From stories Lorpas tells about his parents and a brief scene in the alien world, we learn that the aliens are xenophobic, bitterly nostalgic, distrustful, and class-obsessed. While we can recognize ourselves in their shortcomings, it’s Lorpas we wish we were most like. His descriptions of a sunrise or a pile of beans cooked in bacon fat reveal a nostalgia for simple things we take for granted, those which can be so easily disregarded. Looking at our world through the eyes of aliens— when seen in its totality—it’s utterly strange and remarkable. In the book’s most affecting section, Lorpas travels in the wilderness with one of his people who came to Earth to rescue him: “A magpie flies across our path and I hear the man gasp. I guess no magpies back on our home world. I’d rather not be where there aren’t any magpies.”

Emshwiller is also concerned with language, how common words can sound strange when taken out of context. The Secret City exposes the hazard of language, its capacity to drop meaning out from under itself like a trapdoor. When an alien who was born on Earth tries to communicate with another of her kind back on their planet, the conversation devolves into nonsense: “Again he waves his hands, brushing flies, and says, ‘I don’t. I just don’t. I just.’ ”

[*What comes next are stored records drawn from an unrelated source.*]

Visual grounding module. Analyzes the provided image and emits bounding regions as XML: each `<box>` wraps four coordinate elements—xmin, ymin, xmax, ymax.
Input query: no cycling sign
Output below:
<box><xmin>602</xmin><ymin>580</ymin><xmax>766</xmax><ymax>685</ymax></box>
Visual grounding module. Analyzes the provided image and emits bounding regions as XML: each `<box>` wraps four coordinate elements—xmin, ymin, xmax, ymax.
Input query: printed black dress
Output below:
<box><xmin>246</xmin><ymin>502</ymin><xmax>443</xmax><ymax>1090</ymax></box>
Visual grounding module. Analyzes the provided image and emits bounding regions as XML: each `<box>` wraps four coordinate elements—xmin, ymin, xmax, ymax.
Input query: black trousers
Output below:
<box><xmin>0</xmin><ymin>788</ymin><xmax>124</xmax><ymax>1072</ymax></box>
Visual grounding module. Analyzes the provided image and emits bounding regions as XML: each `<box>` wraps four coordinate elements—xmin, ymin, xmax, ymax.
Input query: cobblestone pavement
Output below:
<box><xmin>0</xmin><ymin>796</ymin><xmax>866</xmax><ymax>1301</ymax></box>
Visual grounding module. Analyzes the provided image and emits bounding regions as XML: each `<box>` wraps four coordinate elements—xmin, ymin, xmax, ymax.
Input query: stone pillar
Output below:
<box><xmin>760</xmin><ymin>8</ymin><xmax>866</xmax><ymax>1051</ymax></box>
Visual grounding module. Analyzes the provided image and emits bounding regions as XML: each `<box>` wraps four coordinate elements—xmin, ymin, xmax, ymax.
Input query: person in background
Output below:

The Secret City is science fiction, but it’s not a story about life on another planet. Life here is weird enough. Don’t we trudge around on an orb circling a massive star in a solar system spinning inside a galaxy that is beyond comprehension? Pretty far out, isn’t it? There is brutality here, and death. But there is love and almost super- human kindheartedness. What at first seems like alien desperation is really human after all.